A new report published by Skills for Care has found that the adult social care sector in England still needs to fill around 112,000 job vacancies on any given day.

The annual ‘The state of the adult social care sector and workforce in England’ report showed that there had been a slight reduction in job vacancies, but employers still needed to find thousands of new workers.

Skills for Care CEO Oonagh Smyth said that the sector desperately needs to attract more new recruits who have the ‘right values’ to fill posts that offer long term careers ‘where you can make a difference in people’s lives every single day’.

Adult social care is a growing sector that, in 2019/20, comprised of around 18,200 organisations across 38,000 care-providing locations and a workforce of around 1.52 million compared to around 1.4 million NHS workers. The sector was estimated to contribute £41.2 billion per annum to the economy in England, which is worth more than the oil industry and the culture sector.

Following a long-drawn out process, the UK will adopt a points-based immigration system from 1 January 2021, but care workers have not been listed as an eligible occupation on the ‘Skilled Workers’ route. Therefore care workers will not be able to immigrate into the UK to take up these roles from the start of next year.

Ian Hudspeth, chairman of the Local Government Association’s Community Wellbeing Board, said: “Social care makes an incredibly valuable contribution in supporting people to live the lives they want to lead, as well to wider society and the economy, which this report shows. This has been highlighted even further by the immense efforts of the care workforce during the pandemic.

“Despite the extraordinary endeavours of all those who work in this skilled profession, we still face a huge recruitment and retention crisis in social care, with more than 100,000 vacancies available on any given day and extremely high turnover rates. Urgent action is needed for the care workforce including on pay, professionalisation, skills and training. We look forward to working with Skills for Care to help address this.

“The upcoming Spending Review must provide councils with the extra funding they need to help shore up social care ahead of winter and get through the second wave of Covid-19, while also using this as the basis for future reform of social care to place it on a long-term, sustainable footing.”

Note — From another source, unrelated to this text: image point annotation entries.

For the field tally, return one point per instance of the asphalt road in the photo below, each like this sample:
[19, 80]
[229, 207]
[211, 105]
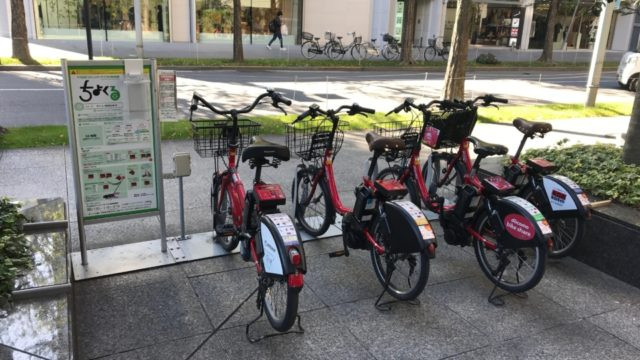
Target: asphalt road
[37, 98]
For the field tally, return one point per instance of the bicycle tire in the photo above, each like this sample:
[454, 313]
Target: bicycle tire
[320, 220]
[394, 173]
[437, 163]
[429, 53]
[336, 51]
[281, 309]
[515, 278]
[445, 53]
[358, 52]
[223, 216]
[400, 262]
[566, 231]
[309, 49]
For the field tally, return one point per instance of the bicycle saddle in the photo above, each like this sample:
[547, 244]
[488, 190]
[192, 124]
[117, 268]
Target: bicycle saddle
[381, 143]
[529, 127]
[487, 149]
[261, 148]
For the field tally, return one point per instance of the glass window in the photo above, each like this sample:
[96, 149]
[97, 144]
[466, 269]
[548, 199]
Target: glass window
[109, 19]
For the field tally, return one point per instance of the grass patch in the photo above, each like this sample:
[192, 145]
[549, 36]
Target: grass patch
[552, 111]
[598, 169]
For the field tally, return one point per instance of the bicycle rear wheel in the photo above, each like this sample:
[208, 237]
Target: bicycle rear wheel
[223, 220]
[280, 303]
[405, 275]
[313, 211]
[441, 177]
[514, 270]
[309, 49]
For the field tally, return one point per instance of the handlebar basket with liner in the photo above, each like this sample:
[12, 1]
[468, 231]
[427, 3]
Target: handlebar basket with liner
[406, 130]
[309, 139]
[211, 137]
[447, 129]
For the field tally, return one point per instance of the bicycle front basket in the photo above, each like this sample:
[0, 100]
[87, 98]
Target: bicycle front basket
[211, 137]
[309, 139]
[448, 129]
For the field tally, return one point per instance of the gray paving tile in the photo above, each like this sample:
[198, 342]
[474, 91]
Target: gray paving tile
[518, 317]
[170, 350]
[221, 293]
[581, 340]
[624, 323]
[342, 279]
[118, 320]
[323, 339]
[425, 331]
[584, 290]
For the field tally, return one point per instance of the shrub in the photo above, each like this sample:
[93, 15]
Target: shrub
[15, 254]
[487, 59]
[598, 169]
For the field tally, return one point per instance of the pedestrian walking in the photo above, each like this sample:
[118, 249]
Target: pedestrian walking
[275, 26]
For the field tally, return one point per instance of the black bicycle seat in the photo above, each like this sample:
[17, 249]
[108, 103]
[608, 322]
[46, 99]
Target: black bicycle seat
[487, 149]
[261, 148]
[381, 143]
[529, 127]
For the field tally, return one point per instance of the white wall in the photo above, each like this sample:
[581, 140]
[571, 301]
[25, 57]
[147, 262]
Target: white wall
[5, 18]
[622, 33]
[180, 21]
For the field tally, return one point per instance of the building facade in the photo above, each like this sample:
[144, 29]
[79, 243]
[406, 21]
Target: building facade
[503, 23]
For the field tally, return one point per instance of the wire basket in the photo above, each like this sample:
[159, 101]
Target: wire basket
[211, 138]
[448, 129]
[309, 139]
[407, 130]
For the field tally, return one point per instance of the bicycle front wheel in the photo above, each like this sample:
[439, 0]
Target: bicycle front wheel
[442, 177]
[430, 53]
[566, 231]
[404, 275]
[309, 49]
[280, 303]
[358, 52]
[313, 207]
[223, 220]
[514, 270]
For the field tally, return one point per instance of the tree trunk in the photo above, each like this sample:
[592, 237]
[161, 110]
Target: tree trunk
[19, 32]
[408, 31]
[238, 55]
[547, 50]
[631, 151]
[457, 66]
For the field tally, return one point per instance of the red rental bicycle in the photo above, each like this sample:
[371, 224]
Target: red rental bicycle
[509, 235]
[269, 238]
[396, 232]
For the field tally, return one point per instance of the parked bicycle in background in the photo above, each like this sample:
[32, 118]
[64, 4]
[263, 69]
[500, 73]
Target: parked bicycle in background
[268, 237]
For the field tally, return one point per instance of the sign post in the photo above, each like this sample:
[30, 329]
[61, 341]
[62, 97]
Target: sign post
[115, 139]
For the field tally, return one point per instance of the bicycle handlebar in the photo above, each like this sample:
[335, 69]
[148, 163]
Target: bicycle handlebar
[315, 110]
[276, 99]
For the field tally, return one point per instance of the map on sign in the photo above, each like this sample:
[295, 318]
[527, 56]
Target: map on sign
[114, 140]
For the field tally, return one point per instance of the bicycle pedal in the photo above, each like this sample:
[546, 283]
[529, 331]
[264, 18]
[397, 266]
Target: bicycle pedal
[226, 230]
[338, 253]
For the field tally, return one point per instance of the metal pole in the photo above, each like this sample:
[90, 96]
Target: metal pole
[137, 8]
[597, 58]
[87, 26]
[181, 197]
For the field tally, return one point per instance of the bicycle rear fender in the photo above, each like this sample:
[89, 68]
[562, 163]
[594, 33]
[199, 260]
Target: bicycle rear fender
[518, 223]
[563, 197]
[275, 238]
[408, 229]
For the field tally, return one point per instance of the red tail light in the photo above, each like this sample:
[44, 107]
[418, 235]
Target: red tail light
[295, 257]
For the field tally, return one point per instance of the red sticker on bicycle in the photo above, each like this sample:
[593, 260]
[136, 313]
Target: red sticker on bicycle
[519, 227]
[430, 136]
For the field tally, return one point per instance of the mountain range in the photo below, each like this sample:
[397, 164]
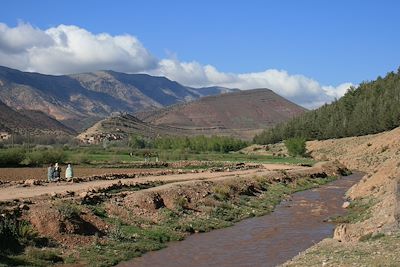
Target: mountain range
[239, 114]
[79, 100]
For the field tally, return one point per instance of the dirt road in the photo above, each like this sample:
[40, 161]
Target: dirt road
[19, 192]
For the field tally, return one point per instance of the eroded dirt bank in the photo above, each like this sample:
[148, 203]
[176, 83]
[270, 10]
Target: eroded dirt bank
[295, 225]
[373, 220]
[105, 224]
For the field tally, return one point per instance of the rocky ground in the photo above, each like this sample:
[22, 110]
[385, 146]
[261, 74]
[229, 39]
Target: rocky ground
[369, 235]
[87, 221]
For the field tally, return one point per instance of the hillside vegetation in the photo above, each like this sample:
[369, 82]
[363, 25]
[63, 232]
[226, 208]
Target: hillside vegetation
[372, 107]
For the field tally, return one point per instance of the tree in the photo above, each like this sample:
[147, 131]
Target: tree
[296, 146]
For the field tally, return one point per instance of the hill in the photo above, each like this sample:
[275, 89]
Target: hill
[372, 107]
[244, 112]
[28, 121]
[240, 114]
[79, 100]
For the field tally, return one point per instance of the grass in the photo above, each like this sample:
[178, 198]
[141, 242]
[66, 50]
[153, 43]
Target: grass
[225, 207]
[358, 211]
[97, 156]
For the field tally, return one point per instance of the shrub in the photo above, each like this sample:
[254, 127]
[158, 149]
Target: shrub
[296, 146]
[80, 158]
[40, 157]
[68, 210]
[11, 157]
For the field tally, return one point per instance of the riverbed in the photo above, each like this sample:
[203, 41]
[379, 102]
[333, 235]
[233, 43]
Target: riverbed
[295, 225]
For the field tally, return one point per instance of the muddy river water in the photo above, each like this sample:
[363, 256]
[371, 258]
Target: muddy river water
[295, 225]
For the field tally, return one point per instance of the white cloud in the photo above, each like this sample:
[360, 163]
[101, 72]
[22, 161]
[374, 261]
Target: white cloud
[298, 88]
[69, 49]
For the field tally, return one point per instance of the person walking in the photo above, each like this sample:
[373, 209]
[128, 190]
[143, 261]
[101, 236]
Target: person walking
[57, 172]
[50, 173]
[69, 173]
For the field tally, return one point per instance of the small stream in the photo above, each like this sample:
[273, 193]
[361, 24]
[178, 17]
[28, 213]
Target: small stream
[294, 226]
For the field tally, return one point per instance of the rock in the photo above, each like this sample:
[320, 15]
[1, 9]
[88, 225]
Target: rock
[23, 207]
[83, 194]
[346, 204]
[32, 182]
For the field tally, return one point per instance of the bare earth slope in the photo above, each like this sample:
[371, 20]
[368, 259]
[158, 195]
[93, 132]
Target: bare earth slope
[240, 114]
[253, 109]
[34, 122]
[78, 100]
[379, 156]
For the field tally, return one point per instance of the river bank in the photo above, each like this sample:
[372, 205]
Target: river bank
[105, 226]
[370, 237]
[294, 225]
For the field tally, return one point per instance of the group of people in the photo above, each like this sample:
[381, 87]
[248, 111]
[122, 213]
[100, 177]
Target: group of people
[54, 173]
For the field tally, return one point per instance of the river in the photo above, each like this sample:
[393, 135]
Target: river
[295, 225]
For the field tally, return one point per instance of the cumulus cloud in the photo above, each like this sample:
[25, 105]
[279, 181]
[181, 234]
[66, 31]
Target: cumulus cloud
[298, 88]
[70, 49]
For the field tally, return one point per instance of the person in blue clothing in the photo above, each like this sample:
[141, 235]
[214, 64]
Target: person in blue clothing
[50, 173]
[57, 172]
[69, 172]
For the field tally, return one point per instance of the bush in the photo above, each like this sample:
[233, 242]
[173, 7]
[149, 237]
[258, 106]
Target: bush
[9, 235]
[80, 158]
[68, 210]
[296, 146]
[11, 157]
[40, 157]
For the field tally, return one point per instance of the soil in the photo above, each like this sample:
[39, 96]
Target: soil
[379, 156]
[22, 191]
[295, 225]
[19, 174]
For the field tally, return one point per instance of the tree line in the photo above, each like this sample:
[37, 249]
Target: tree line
[200, 143]
[370, 108]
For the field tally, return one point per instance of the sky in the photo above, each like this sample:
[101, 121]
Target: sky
[309, 51]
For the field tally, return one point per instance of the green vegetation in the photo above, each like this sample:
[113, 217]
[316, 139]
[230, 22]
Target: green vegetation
[11, 157]
[226, 205]
[201, 143]
[296, 146]
[120, 156]
[373, 107]
[19, 244]
[358, 211]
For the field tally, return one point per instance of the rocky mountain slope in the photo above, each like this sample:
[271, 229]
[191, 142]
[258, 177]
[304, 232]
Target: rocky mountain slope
[239, 114]
[30, 121]
[81, 99]
[373, 227]
[249, 110]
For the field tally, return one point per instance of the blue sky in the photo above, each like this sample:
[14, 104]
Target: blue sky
[331, 42]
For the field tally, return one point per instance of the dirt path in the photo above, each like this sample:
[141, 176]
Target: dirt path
[18, 192]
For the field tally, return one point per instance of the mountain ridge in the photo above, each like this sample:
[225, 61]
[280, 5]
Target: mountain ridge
[77, 100]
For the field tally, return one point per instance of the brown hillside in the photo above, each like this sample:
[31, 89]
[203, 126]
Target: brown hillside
[378, 156]
[240, 114]
[250, 110]
[28, 121]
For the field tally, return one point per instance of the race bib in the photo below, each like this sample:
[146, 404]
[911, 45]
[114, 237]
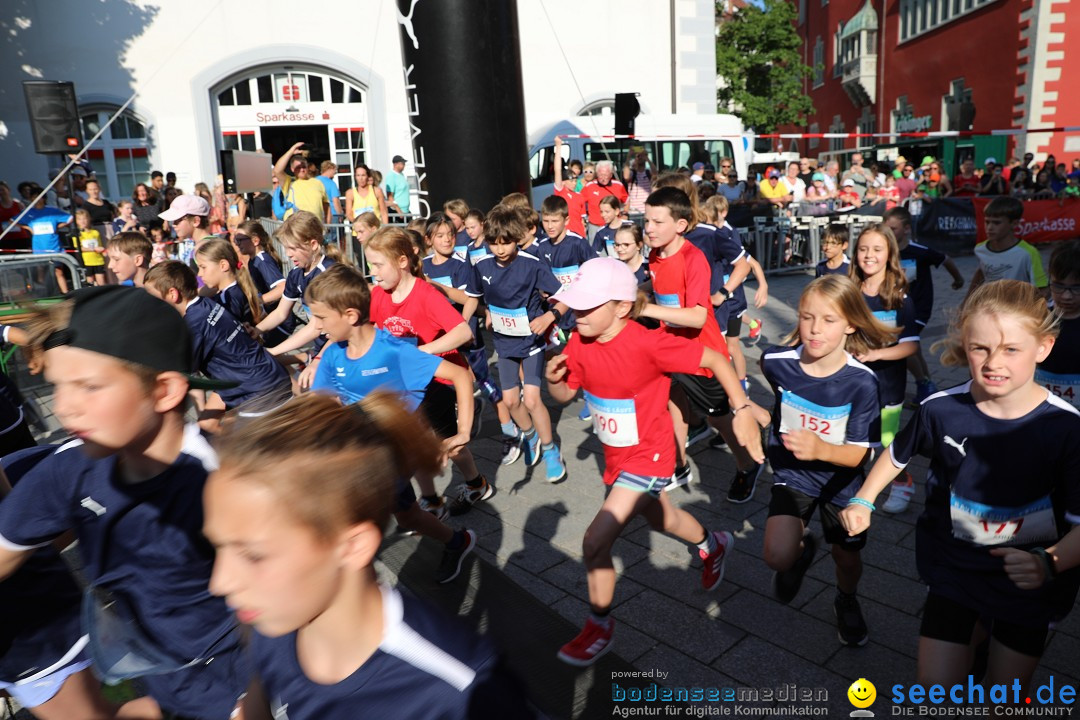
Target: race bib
[887, 317]
[828, 423]
[1066, 386]
[565, 275]
[615, 421]
[669, 301]
[510, 321]
[986, 525]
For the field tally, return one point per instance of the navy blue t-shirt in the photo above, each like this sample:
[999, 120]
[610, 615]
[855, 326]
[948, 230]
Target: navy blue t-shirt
[893, 374]
[512, 293]
[917, 261]
[840, 409]
[142, 542]
[994, 483]
[1060, 372]
[223, 350]
[564, 260]
[39, 602]
[389, 364]
[427, 666]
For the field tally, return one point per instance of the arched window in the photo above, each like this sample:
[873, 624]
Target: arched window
[120, 158]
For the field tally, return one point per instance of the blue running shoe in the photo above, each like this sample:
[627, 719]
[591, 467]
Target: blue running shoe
[553, 465]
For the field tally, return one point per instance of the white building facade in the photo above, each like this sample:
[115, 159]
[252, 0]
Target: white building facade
[212, 75]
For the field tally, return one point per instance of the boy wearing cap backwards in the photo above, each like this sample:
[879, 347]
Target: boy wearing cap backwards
[625, 371]
[130, 484]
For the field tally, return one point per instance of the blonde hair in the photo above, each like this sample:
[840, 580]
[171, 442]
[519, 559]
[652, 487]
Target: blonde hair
[395, 243]
[334, 466]
[1002, 297]
[216, 249]
[845, 295]
[894, 286]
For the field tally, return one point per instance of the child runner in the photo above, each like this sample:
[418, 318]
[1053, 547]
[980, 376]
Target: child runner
[407, 307]
[331, 641]
[223, 272]
[828, 420]
[998, 539]
[364, 360]
[301, 234]
[90, 246]
[625, 372]
[883, 284]
[220, 347]
[130, 257]
[1002, 255]
[917, 261]
[834, 246]
[514, 284]
[1060, 372]
[131, 486]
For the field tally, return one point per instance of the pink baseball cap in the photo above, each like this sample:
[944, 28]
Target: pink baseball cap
[185, 205]
[598, 281]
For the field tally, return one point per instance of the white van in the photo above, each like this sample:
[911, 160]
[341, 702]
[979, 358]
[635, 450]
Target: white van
[672, 141]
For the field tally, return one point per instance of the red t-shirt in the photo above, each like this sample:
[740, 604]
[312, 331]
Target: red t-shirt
[594, 192]
[682, 281]
[628, 382]
[422, 316]
[577, 204]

Liz Kendall MP, Labour’s Shadow Minister for Social Care, responded: “Care staff have gone above and beyond the call of duty to ensure our loved ones are properly looked after during this pandemic. But even before the virus stuck, social care services were stretched to breaking point with high turnover and vacancy rates and staff that are all too often undervalued and underpaid.

“Unless Ministers take urgent action, these problems will only get worse. We need a long term plan for the care workforce as part of wider reforms to fix the crisis in social care – something the Prime Minister has promised time and time again, but so far completely failed to deliver.”